Using the textfile command, you can instruct node-exporter to collect the node_meta metric. Now that you have a metric containing the Docker Swarm node ID and name, you can use it in promql queries.

Let's say you want to find the available memory on each node, normally you would write something like this:

sum(node_memory_MemAvailable) by (instance)

{instance="10.0.0.5:9100"} 889450496
{instance="10.0.0.13:9100"} ***
{instance="10.0.0.15:9100"} ***

The above result is not very helpful since you can't tell what Swarm node is behind the instance IP. So let's write that query taking into account the node_meta metric:

sql
sum(node_memory_MemAvailable * on(instance) group_left(node_id, node_name) node_meta) by (node_id, node_name)

{node_id="wrdvtftteo0uaekmdq4dxrn14",node_name="swarm-manager-1"} 889450496
{node_id="moggm3uaq8tax9ptr1if89pi7",node_name="swarm-worker-1"} ***
{node_id="vkdfx99mm5u4xl2drqhnwtnsv",node_name="swarm-worker-2"} ***

This is much better. Instead of overlay IPs, now I can see the actual Docker Swarm nodes ID and hostname. Knowing the hostname of your nodes is useful for alerting as well.

You can define an alert when available memory reaches 10%. You also will receive the hostname in the alert message and not some overlay IP that you can't correlate to a infrastructure item.

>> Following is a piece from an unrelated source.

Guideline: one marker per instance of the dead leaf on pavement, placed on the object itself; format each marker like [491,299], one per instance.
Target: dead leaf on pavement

Maybe you are wondering why you need the node ID if you have the hostname. The node ID will help you match node-exporter instances to cAdvisor instances. All metrics exported by cAdvisor have a label named container_label_com_docker_swarm_node_id, and this label can be used to filter containers metrics by Swarm nodes.

Let's write a query to find out how many containers are running on a Swarm node. Knowing from the node_meta metric all the nodes IDs you can define a filter with them in Grafana. Assuming the filter is $node_id the container count query should look like this:

count(rate(container_last_seen{container_label_com_docker_swarm_node_id=~"$node_id"}[5m])) 

Another use case for node ID is filtering the metrics provided by the Docker engine daemon. Docker engine doesn't have a label with the node ID attached on every metric, but there is a swarm_node_info metric that has this label. If you want to find out the number of failed health checks on a Swarm node you would write a query like this:

sum(engine_daemon_health_checks_failed_total) * on(instance) group_left(node_id) swarm_node_info{node_id=~"$node_id"})  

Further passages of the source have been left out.